I apologize, the interlinked source is in Russian, I did not find it translated anywhere, so, I request you to trust my native knowledge of the Russian language to render it for you.

Wow.

Let's collectively think about this one.

Let's think about the amount of federal civil rights lawsuit dismissed BEFORE DISCOVERY and before even the answer, because, according to the governmental defendants and federal judges supporting such defendants, the civil complaint was not "properly pled" and does not include the necessary amount of "factual pleadings".

Well, the statutory law says we have a claim pleading system, not a factual pleading system, in federal courts, see Federal Rule of Civil Procedure (FRCP) 8 and FRCP 9.

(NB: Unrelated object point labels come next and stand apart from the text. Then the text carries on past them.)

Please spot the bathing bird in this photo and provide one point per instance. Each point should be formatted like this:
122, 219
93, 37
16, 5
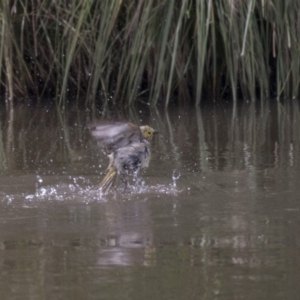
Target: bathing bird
130, 150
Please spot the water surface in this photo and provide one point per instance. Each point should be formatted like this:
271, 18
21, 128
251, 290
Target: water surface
216, 217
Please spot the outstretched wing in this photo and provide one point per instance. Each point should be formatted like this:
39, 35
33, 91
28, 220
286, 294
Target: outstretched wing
113, 136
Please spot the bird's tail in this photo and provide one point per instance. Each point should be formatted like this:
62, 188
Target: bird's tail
108, 180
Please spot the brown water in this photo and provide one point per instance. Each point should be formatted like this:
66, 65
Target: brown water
216, 217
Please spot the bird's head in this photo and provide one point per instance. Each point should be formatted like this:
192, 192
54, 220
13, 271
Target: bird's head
148, 132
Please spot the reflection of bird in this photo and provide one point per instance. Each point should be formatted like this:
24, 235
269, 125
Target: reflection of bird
130, 147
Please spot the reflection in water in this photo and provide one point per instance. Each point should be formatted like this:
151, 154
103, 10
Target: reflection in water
216, 213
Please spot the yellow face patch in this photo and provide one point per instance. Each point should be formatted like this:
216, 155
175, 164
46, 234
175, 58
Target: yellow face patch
147, 132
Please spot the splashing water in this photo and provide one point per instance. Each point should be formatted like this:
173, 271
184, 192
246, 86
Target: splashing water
175, 176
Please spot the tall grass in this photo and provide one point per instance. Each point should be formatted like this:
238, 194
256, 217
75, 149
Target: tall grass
165, 51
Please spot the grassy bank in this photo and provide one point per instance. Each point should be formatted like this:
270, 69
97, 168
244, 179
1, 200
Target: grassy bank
165, 50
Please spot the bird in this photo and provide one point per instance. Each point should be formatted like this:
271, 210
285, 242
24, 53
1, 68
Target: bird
112, 136
130, 147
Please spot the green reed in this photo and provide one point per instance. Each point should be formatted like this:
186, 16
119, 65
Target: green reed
122, 51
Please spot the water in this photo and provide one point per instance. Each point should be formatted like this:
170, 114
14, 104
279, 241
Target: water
216, 215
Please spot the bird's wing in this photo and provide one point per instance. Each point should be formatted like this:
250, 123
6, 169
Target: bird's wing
116, 135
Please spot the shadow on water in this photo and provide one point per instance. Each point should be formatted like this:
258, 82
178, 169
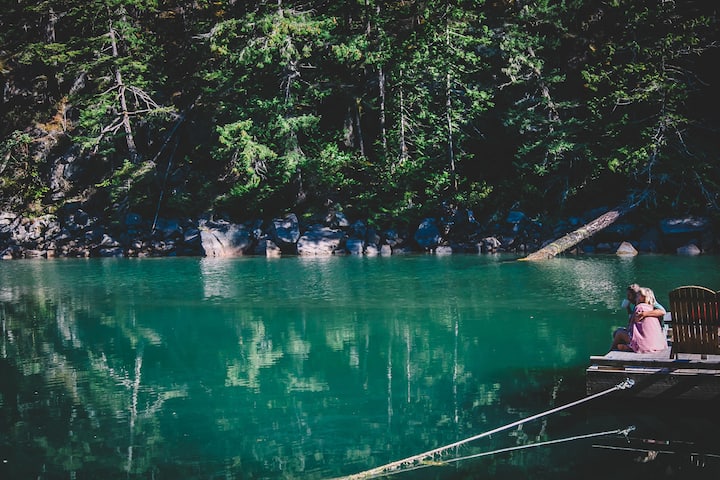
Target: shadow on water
317, 368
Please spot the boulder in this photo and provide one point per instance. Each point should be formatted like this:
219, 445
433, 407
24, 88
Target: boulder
285, 232
224, 240
355, 246
689, 249
267, 247
680, 226
626, 249
427, 235
319, 241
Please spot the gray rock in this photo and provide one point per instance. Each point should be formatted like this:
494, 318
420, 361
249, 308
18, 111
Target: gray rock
355, 246
224, 240
427, 235
673, 226
626, 249
319, 241
285, 232
689, 249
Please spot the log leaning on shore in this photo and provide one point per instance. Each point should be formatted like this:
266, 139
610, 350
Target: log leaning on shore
586, 231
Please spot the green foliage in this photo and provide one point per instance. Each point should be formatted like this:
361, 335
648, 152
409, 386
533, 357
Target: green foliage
21, 181
383, 108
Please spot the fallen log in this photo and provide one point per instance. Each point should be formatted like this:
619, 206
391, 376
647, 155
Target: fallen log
586, 231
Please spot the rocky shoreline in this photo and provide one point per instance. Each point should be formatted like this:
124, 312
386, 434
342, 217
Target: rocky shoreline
72, 232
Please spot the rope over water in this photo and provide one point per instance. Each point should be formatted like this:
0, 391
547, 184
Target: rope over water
422, 459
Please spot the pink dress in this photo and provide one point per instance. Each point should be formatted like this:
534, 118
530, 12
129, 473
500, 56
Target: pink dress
647, 336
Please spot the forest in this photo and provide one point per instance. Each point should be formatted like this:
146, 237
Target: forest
384, 110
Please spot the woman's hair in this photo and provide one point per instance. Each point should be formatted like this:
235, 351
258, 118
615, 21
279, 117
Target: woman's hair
648, 294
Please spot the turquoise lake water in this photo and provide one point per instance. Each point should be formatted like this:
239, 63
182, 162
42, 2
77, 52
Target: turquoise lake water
189, 368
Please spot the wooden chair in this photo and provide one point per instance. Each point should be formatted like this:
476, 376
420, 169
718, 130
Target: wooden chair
695, 321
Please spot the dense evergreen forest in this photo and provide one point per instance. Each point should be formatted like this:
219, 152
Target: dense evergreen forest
383, 109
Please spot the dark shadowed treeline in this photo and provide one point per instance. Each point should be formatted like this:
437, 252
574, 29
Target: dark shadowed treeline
384, 109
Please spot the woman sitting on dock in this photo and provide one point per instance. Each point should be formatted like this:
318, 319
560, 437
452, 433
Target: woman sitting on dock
643, 336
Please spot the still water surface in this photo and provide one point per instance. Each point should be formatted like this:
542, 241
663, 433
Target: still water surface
317, 368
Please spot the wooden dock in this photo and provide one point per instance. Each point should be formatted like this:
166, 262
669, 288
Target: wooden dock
689, 377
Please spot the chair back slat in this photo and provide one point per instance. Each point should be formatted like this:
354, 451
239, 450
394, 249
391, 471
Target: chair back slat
695, 320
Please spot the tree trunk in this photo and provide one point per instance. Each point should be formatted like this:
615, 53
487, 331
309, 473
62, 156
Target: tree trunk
586, 231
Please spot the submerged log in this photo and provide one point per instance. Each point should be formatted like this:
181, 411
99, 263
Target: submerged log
586, 231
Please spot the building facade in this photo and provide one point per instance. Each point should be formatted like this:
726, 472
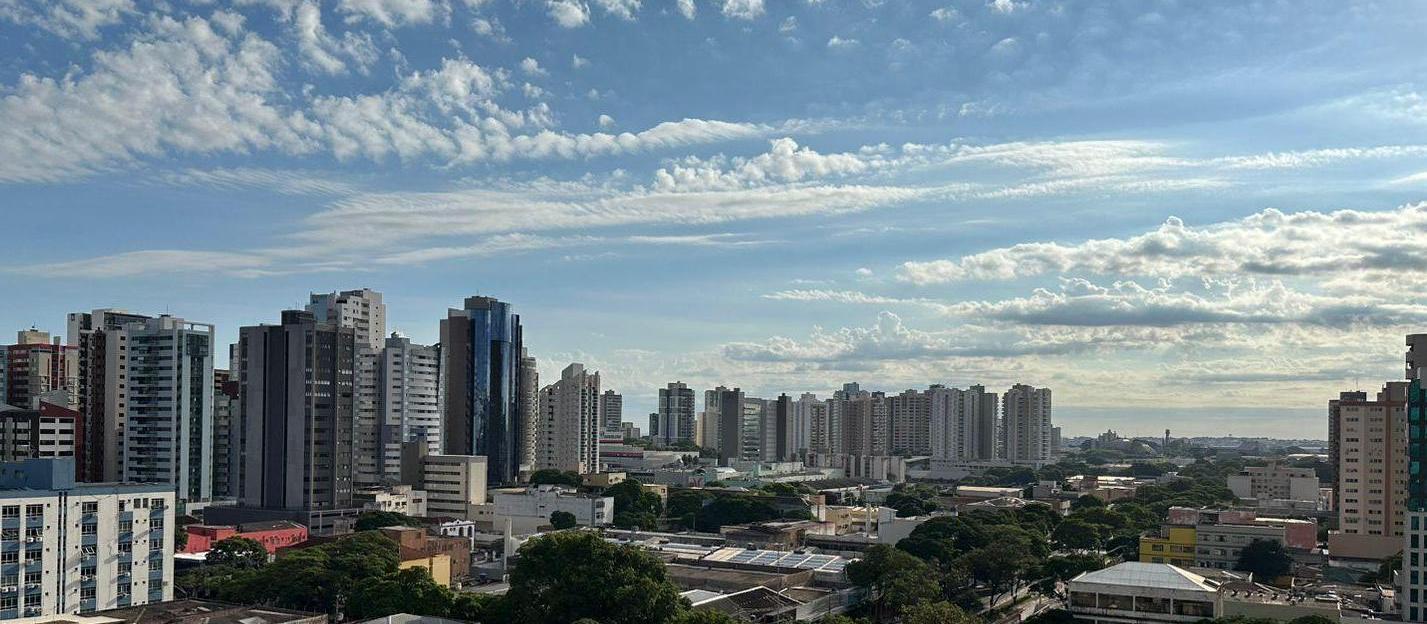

Think of all the sanctions for "frivolous conduct" arbitrarily imposed by state and federal courts, some with anti-filing injunctions blocking access to court because the plaintiffs did not have enough information BEFORE they brought a lawsuit, BEFORE the discovery in that lawsuit started - while such information was in exclusive possession of somebody else.

Had this information was discoverable BEFORE the filing of the lawsuit, (as well as after the filing - when the judge is assigned and the opposing counsel appears, so that their conflicts of interest may be verified through separate discovery), such sanctions, dismissals and anti-filing injunctions would not have been possible.

So, where now people, both pro se litigants and attorneys, are punished for not knowing something they cannot know because the information is held from them by exclusive custodians of that information, if such an "attorney inquiry" (or a pre-lawsuit and intra-lawsuit inquiry by any prospective pro se litigant, a "Pro Se Attorney inquiry", that would be even better) were to become reality, think about information about conflict of interest of judges, connected law firms, would have to be disclosed!

Such an easy solution.

An attorney inquiry.

Such a revolution in cleaning up court corruption would be possible with that solution.

Any takers in state legislatures and in the U.S. Senate?